As it goes to the polls today, Nigeria may superficially seem, as Western observers are so fond of saying, on the brink.
The country’s 69 million voters are nearly evenly split between two bad choices. Incumbent president Goodluck Jonathan has seen the Boko Haram insurgency in the north achieve unprecedented power and levels of brutality on his watch (the Islamists may have kidnapped up to 500 women and children just this week), and his government’s corruption has shocked a populace that thought itself inured to its leaders’ pilfering. The challenger, Muhammadu Buhari, headed a brutal 20-month long military dictatorship in the 1980s which curtailed press freedom, locked up hundreds of people without trial, and had soldiers whipping civilians on the streets.

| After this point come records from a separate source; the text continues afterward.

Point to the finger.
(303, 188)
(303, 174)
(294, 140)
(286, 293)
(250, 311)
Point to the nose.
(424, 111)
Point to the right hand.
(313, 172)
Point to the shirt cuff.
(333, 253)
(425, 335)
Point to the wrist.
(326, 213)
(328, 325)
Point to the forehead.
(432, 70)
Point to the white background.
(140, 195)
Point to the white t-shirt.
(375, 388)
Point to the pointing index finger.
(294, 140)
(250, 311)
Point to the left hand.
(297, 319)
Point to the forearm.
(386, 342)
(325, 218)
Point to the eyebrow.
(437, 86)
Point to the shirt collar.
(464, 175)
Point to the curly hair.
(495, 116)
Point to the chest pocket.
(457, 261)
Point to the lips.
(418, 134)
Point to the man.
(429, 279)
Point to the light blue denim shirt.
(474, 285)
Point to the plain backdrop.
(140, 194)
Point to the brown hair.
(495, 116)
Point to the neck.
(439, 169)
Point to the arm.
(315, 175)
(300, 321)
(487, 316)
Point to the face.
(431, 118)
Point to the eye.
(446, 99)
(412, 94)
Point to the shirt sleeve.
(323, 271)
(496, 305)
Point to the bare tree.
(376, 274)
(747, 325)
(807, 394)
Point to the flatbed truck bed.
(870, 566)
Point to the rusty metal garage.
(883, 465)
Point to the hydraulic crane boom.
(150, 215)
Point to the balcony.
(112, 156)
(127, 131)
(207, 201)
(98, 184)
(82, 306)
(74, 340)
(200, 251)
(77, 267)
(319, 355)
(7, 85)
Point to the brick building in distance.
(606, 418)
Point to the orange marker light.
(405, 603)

In personality, the two men are quite different. Jonathan comes across like someone with whom you might like to share a drink at a local beer parlor; Buhari, an ascetic disciplinarian, is more like the headmaster who’ll come round and confiscate the beers. On policy, it’s generally assumed that Buhari would be more effective against both Boko Haram and corruption. But with oil prices plunging (Nigeria relies on oil for 90% of its foreign reserves) and the naira dropping, whoever takes the helm will have difficult job.

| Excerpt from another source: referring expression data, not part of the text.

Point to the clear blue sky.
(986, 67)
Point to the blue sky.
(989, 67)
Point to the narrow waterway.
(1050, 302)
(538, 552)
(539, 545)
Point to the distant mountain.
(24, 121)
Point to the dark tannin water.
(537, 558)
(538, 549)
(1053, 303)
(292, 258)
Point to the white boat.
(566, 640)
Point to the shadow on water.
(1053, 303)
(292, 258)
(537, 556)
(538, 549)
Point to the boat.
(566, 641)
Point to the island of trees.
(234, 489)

As we’ve argued, however, Nigeria is a lot more resilient than it seems. And the bright spot of this election is that it is the first time an incumbent Nigerian president is in any danger of being voted out of power. Public debate is also rowdy and vibrant.
The big risk of instability will be if one man is perceived to have stolen the election. The actual outcome, in some respects, matters less. Whoever wins will, after all, do only a middling job at best.